English critic Lyn Gardner reminds her readers that: “The closure of theatres in 1606 [because of the plague] eventually ushered in a new era, with the creation of the indoor playhouse. It is possible the COVID-19 virus may play a similar role in shaping the theatre of the future” (qtd in Jonathan Mandel 07 April 2020).

I think it is too early to provide a definite answer. Theatre history may have been littered with unforeseen crises and interruptions, yet this seems to be probably the worst of all. This crisis for theatre is, in the over-used term that has become synonymous with the pandemic: “unprecedented.”

Brecht is certainly right when he says that “new times require new forms of theatre.” Time will tell what these forms will be. Time will tell whether situations like this breed revolution. And if so, what kind of revolution?

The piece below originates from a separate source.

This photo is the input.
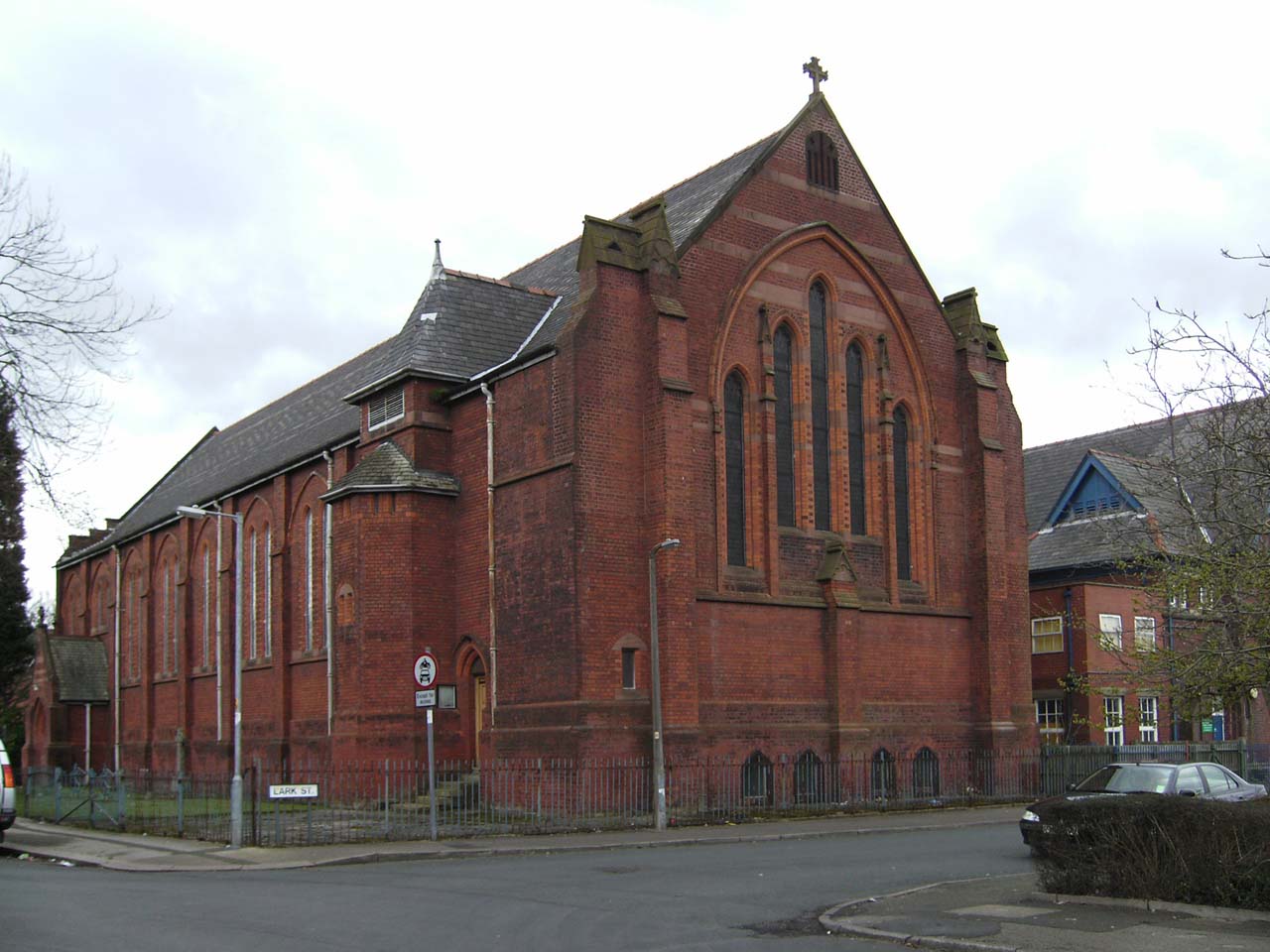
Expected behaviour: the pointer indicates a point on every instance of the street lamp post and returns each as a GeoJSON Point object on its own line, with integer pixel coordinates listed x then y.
{"type": "Point", "coordinates": [658, 752]}
{"type": "Point", "coordinates": [236, 782]}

Time will tell whether theatre can be everything and still be called “Theatre”; whether the absence of the live clap of “our good hands,” as Shakespeare writes in his Tempest, will affect Prospero’s release from his “bands:

Now my charms are all o’erthrown,
And what strength I have’s mine own,
Which is most faint:
[….]
But release me from my bands
With the help of your good hands:
Gentle breath of yours my sails
Must fill, or else my project fails,
Which was to please.
[….]
Let your indulgence set me free.

While we wait for time’s verdict, Critical Stages has invited members of the International Association of Theatre Critics (IATC) to share with us their brief, very early thoughts, and give us a taste of the impact of the pandemic upon the theatre community and of what official measures (if any) were taken in relation to theatre, in their respective countries.

Given the complexity of the issue and the need for further reflection and in-depth analysis, we will devote one of the “Special Topics” of the next issue #22 (Dec. 2020) to COVID-19 and theatre. That edition of the journal will carry longer and more researched essays which will reflect upon the state of criticism, theatre, festivals, and so on, in the aftermath of the pandemic.

For now, however, we hope that you will find the following briefings (all of which were written in the second half of April and first half of May 2020, and which appear in alphabetical order) to be useful and illuminating.

The only exception to this “album” of brief essays is “Theatre and Epidemics: An Age-Old Link,” written by Dr Maria Ristani; a most enlightening survey of how theatre dealt with similar crises in the past, starting with Oedipus disease story. The closing remarks of  Ristani’s essay can also be the closing remarks of this introduction: “To speak of theatre in times of plague is, perhaps, to speak of no theatre; it is also, however, to speak of dormant theatre, one that, pregnant with silence, awaits eruptive release (as all bottled-up activity always does) in new powers and possibilities.” 


*Savas Patsalidis, Professor of theatre and performance history and theory at Aristotle University and at the Drama School of the National Theatre of Northern Greece. He is the author of fourteen books on theatre and performance criticism/theory and co-editor of another thirteen. His two-volume study, Theatre, Society, Nation (2010), was awarded first prize for best theatre study of the year. He is currently the president of the Hellenic Association of Theatre and Performing Arts Critics, member of the curators’ team of  Forest Festival  (National Theatre of Northern Greece) and the editor-in-chief of Critical Stages/Scènes critiques, the journal of the International Association of Theatre Critics.